2. La sainteté est envisagée en propres termes par saint Thomas d’Aquin dans le traité de la religion de la Somme théologique [2], mais il ne s’agit ici précisément que d’une question de mots. Le docteur commun de l’Eglise entend en effet « montrer que la religion n’est pas une autre vertu que celle qui porte le nom de sainteté dans la liste d’Andronicus » [3]. Le mot de « sainteté » est donc pris ici par saint Thomas dans un sens beaucoup plus restreint que celui qu’on lui donne ordinairement, voire dans un sens métaphorique. Mais cette restriction de sens nous met quand même sur la voie, car le commentateur de la Revue des jeunes en profite pour remarquer que « la sainteté évoque pour nous la haute perfection de la charité, couronnée de l’exercice des dons, et exprimée dans la pratique héroïque des vertus » et que « attribuer la sainteté à la vertu de religion n’est pas en faire la vertu suprême de toute la vie chrétienne » [4]. Voilà qui nous renvoie opportunément en un autre lieu de la Somme, le lieu central et approprié à une définition adéquate de la sainteté, avec toute l’analogie qu’elle suppose. Si le mot n’y est pas, la chose s’y trouve et elle y est mise en pleine lumière. Il s’agit, dans le traité de la charité, du passage où l’Aquinate traite de la perfection de cette vertu [5]. Car, aux yeux du bon sens catholique, la sainteté n’est pas autre chose que la perfection de la vie chrétienne, et, de l’avis unanime des théologiens [6], celle-ci s’identifie à la perfection de la charité.
3. La charité est en effet la vertu suprême de toute la vie chrétienne, dans la mesure où « elle ordonne les actes de toutes les autres vertus à la fin ultime » [7]. C’est en ce sens que, pour employer le langage technique de la scolastique, on dit qu’elle « donne leur forme » aux actes de toutes les autres vertus.

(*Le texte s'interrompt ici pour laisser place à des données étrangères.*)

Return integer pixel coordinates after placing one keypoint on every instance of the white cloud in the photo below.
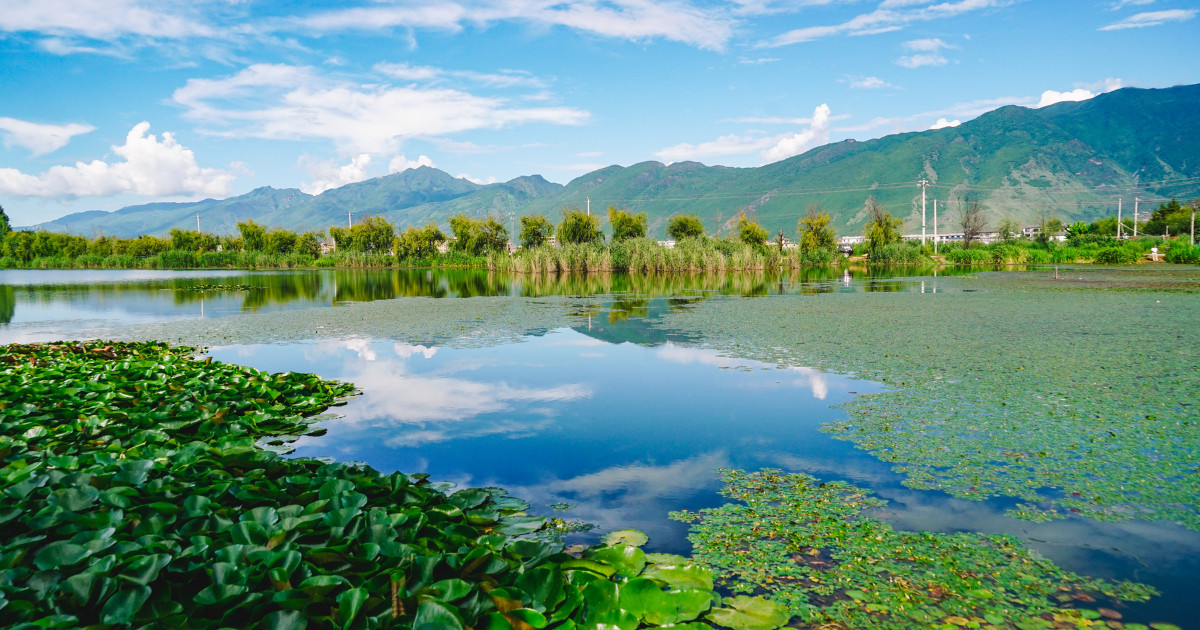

La forme d’un être, c’est en effet « ce qui le caractérise en propre et le distingue de tout autre ». Et, lorsqu’il s’agit de la vie morale, « la forme d’un acte volontaire lui vient du but que la volonté se propose d’atteindre » [8]. La charité assigne ainsi pour but à toutes nos actions l’amour de notre fin dernière, l’amour de Dieu précisément considéré en tant qu’il est l’objet de notre bonheur éternel. Or, la sainteté consiste dans la perfection de la vie chrétienne, qui équivaut à cette volonté de tout rapporter à Dieu comme à la fin dernière et c’est pourquoi la sainteté s’identifie à la charité, précisément en tant que celle-ci est la forme et « la mère » [9] de toutes les vertus, en tant qu’elle est, dit saint Paul, le lien de la perfection [10]. « Par sa propre perfection et par celle des actes vertueux qu’elle commande, la charité réalise la sainteté chez l’ami de Dieu » [11].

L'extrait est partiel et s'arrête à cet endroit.